Struggling to get all the TCGA metadata: seeing differences between GDC and Firebrowse

Leonardo Collado Torres

unread,

Nov 10, 2016, 4:16:21 PM11/10/16

to gd...@broadinstitute.org, Abhi Nellore, Jeff Leek, Ben Langmead

Hi,

For a project we are trying to get all the metadata available for 11,285 RNA-seq samples from the TCGA project. Getting this metadata has been harder than we anticipated.

Using the GDC api we can download a json file that has 11,285 rows. However a collaborator pointed to us that some information is missing from this file that is available in Firebrowse (recurrence information on pancreas). Why is that, we don't know.
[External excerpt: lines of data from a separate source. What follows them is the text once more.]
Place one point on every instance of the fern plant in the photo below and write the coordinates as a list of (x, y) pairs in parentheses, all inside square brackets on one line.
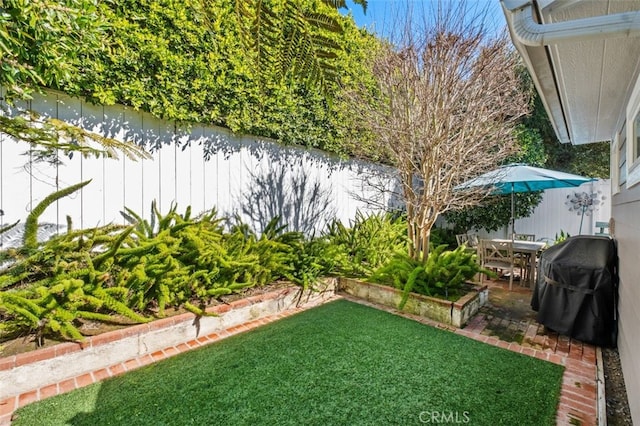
[(368, 243), (443, 274)]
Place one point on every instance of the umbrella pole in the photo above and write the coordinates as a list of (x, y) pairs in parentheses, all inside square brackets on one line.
[(513, 209)]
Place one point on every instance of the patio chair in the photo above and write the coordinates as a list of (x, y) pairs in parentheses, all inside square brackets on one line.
[(524, 237), (523, 260), (473, 240), (497, 255), (462, 239)]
Now, if we use FirebrowseR https://github.com/mariodeng/FirebrowseR or even look at the raw data at http://gdac.broadinstitute.org/runs/stddata__2016_01_28/data/THCA/20160128/ there are some patient barcodes that are missing from Firebrowse that we did get via the GDC api. Manually searching for these barcodes on the GDC website shows that 38 of these 42 barcodes have missing clinical data. For example https://gdc-portal.nci.nih.gov/cases/7d8e6965-51ea-4864-968e-5cecfb7da48a. For the 4 that do have it, their data can be retrieved using the TCGAbiolinks Bioconductor package which queries GDC behind the scenes. One example of those 4 is https://gdc-portal.nci.nih.gov/cases/76c4d298-6f17-4f11-a706-cd844a0e0914. I haven't been able to find information on Firebrowse as to why these 42 barcodes are missing. Note that they are not listed at http://gdac.broadinstitute.org/runs/stddata__latest/samples_report/Redactions.html. With FirebrowseR we do get 11,185 unique file uuid's (almost the 11,285 from GDC), but cannot match those to the GDC data.
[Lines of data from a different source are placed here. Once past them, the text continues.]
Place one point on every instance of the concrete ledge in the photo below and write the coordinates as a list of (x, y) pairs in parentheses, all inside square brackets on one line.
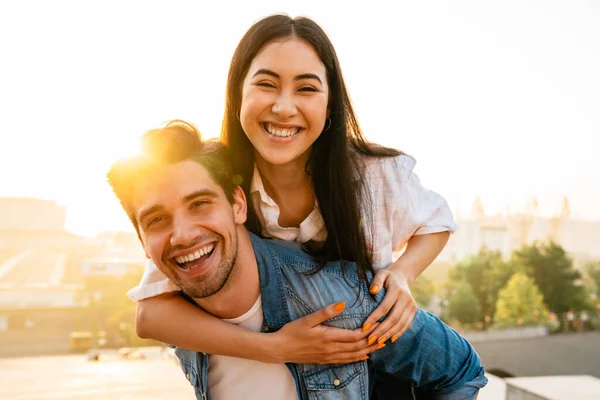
[(576, 387), (506, 334)]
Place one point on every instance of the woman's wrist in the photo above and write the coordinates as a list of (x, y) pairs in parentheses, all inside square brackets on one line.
[(270, 348)]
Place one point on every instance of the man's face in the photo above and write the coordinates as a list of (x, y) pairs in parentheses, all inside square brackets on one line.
[(188, 227)]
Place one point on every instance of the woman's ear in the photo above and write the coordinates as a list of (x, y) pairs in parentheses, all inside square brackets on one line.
[(239, 206)]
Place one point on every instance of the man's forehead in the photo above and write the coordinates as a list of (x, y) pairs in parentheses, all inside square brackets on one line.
[(172, 185)]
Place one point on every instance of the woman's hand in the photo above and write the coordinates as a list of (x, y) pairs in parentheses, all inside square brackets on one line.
[(398, 304), (306, 341)]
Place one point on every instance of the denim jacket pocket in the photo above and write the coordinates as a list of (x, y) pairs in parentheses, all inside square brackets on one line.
[(190, 372), (337, 381)]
* What else would you use to try to match the GDC and FirebrowseR data? Note that with FirebrowseR we get different tables of information for each TCGA project. For example, bcr_followup_uuid is missing in one of the projects.

* How did Firebrowse get the recurrence information that is missing in GDC? (and maybe other variables) See the biochemical_recurrence field on pancreas (PRAD) for example.

* Is it possible to get a flat metadata table via Firebrowse? I could try to do it from the output I get from FirebrowseR but maybe you have it somewhere.

You can find our code and some log files at https://gist.github.com/lcolladotor/18c60a7e42b290cabd555aeda3e19ea7.

Thanks,
Leonardo

Leonardo Collado Torres, Ph. D., Data Scientist
Lieber Institute for Brain Development
Clinical Sciences Division
855 N Wolfe St, Suite 300
Baltimore, MD 21205
Website: http://lcolladotor.github.io/about.html
Blog: http://lcolladotor.github.io/

Leonardo Collado Torres

unread,

Nov 10, 2016, 6:31:08 PM11/10/16

to gd...@broadinstitute.org, Abhi Nellore, Jeff Leek, Ben Langmead

Hi,

I also posted this question about using TCGAbiolinks to try to get this data. https://support.bioconductor.org/p/89315/

Best,

Leonardo

fellg...@gmail.com

unread,

Nov 10, 2016, 6:31:08 PM11/10/16

to Gdac-users, gd...@broadinstitute.org, anel...@gmail.com, jtl...@gmail.com, lan...@cs.jhu.edu, leo.c...@libd.org

Sorry, I meant prostate instead of pancreas!

Michael Noble

unread,

Nov 10, 2016, 6:36:12 PM11/10/16

to fellg...@gmail.com, Gdac-users, anel...@gmail.com, jtl...@gmail.com, lan...@cs.jhu.edu, leo.c...@libd.org

No problem, Leonardo, but thanks for clarifying. We are currently in a crunch period preparing for a release next week and may not be able to look at this until then (or at least for a few more business days). I mention this because the way questions such as you've posed usually play out is through a fair bit of forensics; it seems you probably appreciate that fact by now, but I wanted to acknowledge your note while buying us a little more breathing time to actually poke around in the data to answer. What is your timeline?

Thank You,

Michael S. Noble

Associate Director for Data Science

Cancer Genome Computational Analysis

Broad Institute of MIT and Harvard

Manager, Genome Data Analysis Center

The Cancer Genome Atlas

Leonardo Collado Torres

unread,

Nov 18, 2016, 3:25:58 PM11/18/16

to gd...@broadinstitute.org, Gdac-users

Hi Michael,

No problem and yes, I do appreciate that these things are not easy to figure out. In any case, I prefer getting it right.

We now have metadata extracted from the GDC XML files (see the TCGAbiolinks link), GDC api and CGC (Seven Bridges). So we are in no hurry.